A Bayes factor above 3 is “substantial evidence” (Kass & Raftery 1995); above 20 is “strong.”

Forecasting GDP with SOC/SUR Priors#

Sum-of-coefficients and single-unit-root priors stabilize long-horizon forecasts for levels data:

new;
library timeseries;

fname = getGAUSSHome("pkgs/timeseries/examples/data/us_macro_quarterly.csv");
data = loadd(fname);

ctl = bvarControlCreate();
ctl.soc_tightness = 5;          // Sum-of-coefficients
ctl.sur_tightness = 5;          // Single-unit-root

result = bvarFit(data, p=4, ctl=ctl);

// 8-step-ahead forecast
fc = bvarForecast(result, 8);

Data-Driven Hyperparameters (GLP 2015)#

Let the marginal likelihood choose all \(\lambda\) values:

new;
library timeseries;

fname = getGAUSSHome("pkgs/timeseries/examples/data/us_macro_quarterly.csv");
data = loadd(fname);

// Optimize overall_tightness, soc_tightness, sur_tightness jointly
ho = bvarHyperopt(data);

print "Optimal overall_tightness:" ho.overall_tightness;
print "Optimal soc_tightness:" ho.soc_tightness;
print "Optimal sur_tightness:" ho.sur_tightness;

// Fit with optimized hyperparameters
result = bvarFit(data, ctl=ho.ctl);

This implements Algorithm 1 of Giannone, Lenza & Primiceri (2015), which maximizes the log marginal likelihood over a grid of hyperparameter values.

Model#

The BVAR(p) model is:

\[y_t = B_1 y_{t-1} + B_2 y_{t-2} + \cdots + B_p y_{t-p} + u + \varepsilon_t, \quad \varepsilon_t \sim N(0, \Sigma)\]

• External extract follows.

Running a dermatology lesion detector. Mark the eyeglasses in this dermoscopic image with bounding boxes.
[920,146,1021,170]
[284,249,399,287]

where \(y_t\) is an \(m \times 1\) vector, each \(B_\ell\) is \(m \times m\), \(u\) is an \(m \times 1\) intercept, and \(\Sigma\) is the \(m \times m\) error covariance matrix.

Stacking all coefficients, \(B = [B_1 \; B_2 \; \cdots \; B_p \; u]'\) is \(K \times m\) where \(K = mp + 1\).

Prior: The default Minnesota prior (Kadiyala & Karlsson 1997) places a conjugate Normal-Inverse-Wishart prior on \((B, \Sigma)\):

\[\begin{split}\text{vec}(B) | \Sigma &\sim N\bigl(\text{vec}(B_0),\; \Sigma \otimes \Omega\bigr) \\ \Sigma &\sim IW(S_0, \alpha_0)\end{split}\]

The prior mean \(B_0\) encodes the belief that each variable follows a random walk (when ar = 1) or white noise (when ar = 0). Cross-variable coefficients are centered at zero.

The diagonal prior covariance \(\Omega\) is governed by the \(\lambda\) hyperparameters:

\[\begin{split}\Omega_{j,\ell} = \begin{cases} (\lambda_1 / \ell^{\lambda_3})^2 & \text{own lag } \ell \\ (\lambda_1 \lambda_2 / \ell^{\lambda_3})^2 \cdot (\hat\sigma_j^2 / \hat\sigma_i^2) & \text{cross lag from variable } j \text{ to equation } i \\ (\lambda_1 \lambda_4)^2 & \text{constant} \end{cases}\end{split}\]

where \(\hat\sigma_i^2\) are residual variances from univariate AR(p) regressions.

The prior scale \(S_0 = (\alpha_0 - m - 1) \cdot \text{diag}(\hat\sigma_1^2, \ldots, \hat\sigma_m^2)\) centers the prior on the univariate residual variances.

Posterior: The conjugate prior yields a closed-form posterior:

\[\begin{split}\Sigma | Y &\sim IW(\bar{S}, \bar{\alpha}) \\ \text{vec}(B) | \Sigma, Y &\sim N\bigl(\text{vec}(\bar{B}),\; \Sigma \otimes \bar{\Phi}\bigr)\end{split}\]

Draws are exact — no MCMC iteration, no burn-in, no convergence diagnostics needed. The log marginal likelihood is available in closed form for formal Bayesian model comparison.

Algorithm#

OLS pre-estimation: Fit univariate AR(p) models to each variable to obtain \(\hat\sigma_i^2\), used to scale the prior.
Prior construction: Build \(B_0\), \(\Omega\), \(S_0\), \(\alpha_0\) from the hyperparameters and AR residual variances.
Posterior update: Apply the Normal-Inverse-Wishart conjugate update (Kadiyala & Karlsson 1997, Eqs. 12-14):

\[\begin{split}\bar{\Phi} &= (X'X + \Omega^{-1})^{-1} \\ \bar{B} &= \bar{\Phi}(X'Y + \Omega^{-1} B_0) \\ \bar{S} &= S_0 + \hat{S} + (B_0 - \hat{B})' (\Omega + (X'X)^{-1})^{-1} (B_0 - \hat{B}) \\ \bar{\alpha} &= \alpha_0 + T\end{split}\]
Draw from posterior: Sample \(\Sigma \sim IW(\bar{S}, \bar{\alpha})\) then \(B | \Sigma \sim N(\bar{B}, \Sigma \otimes \bar{\Phi})\). Each draw is independent (no Markov chain).
Sum-of-coefficients and single-unit-root priors (when soc_tightness > 0 or sur_tightness > 0): Implemented via dummy observations appended to the data before the posterior update (Doan, Litterman & Sims 1984; Sims 1993).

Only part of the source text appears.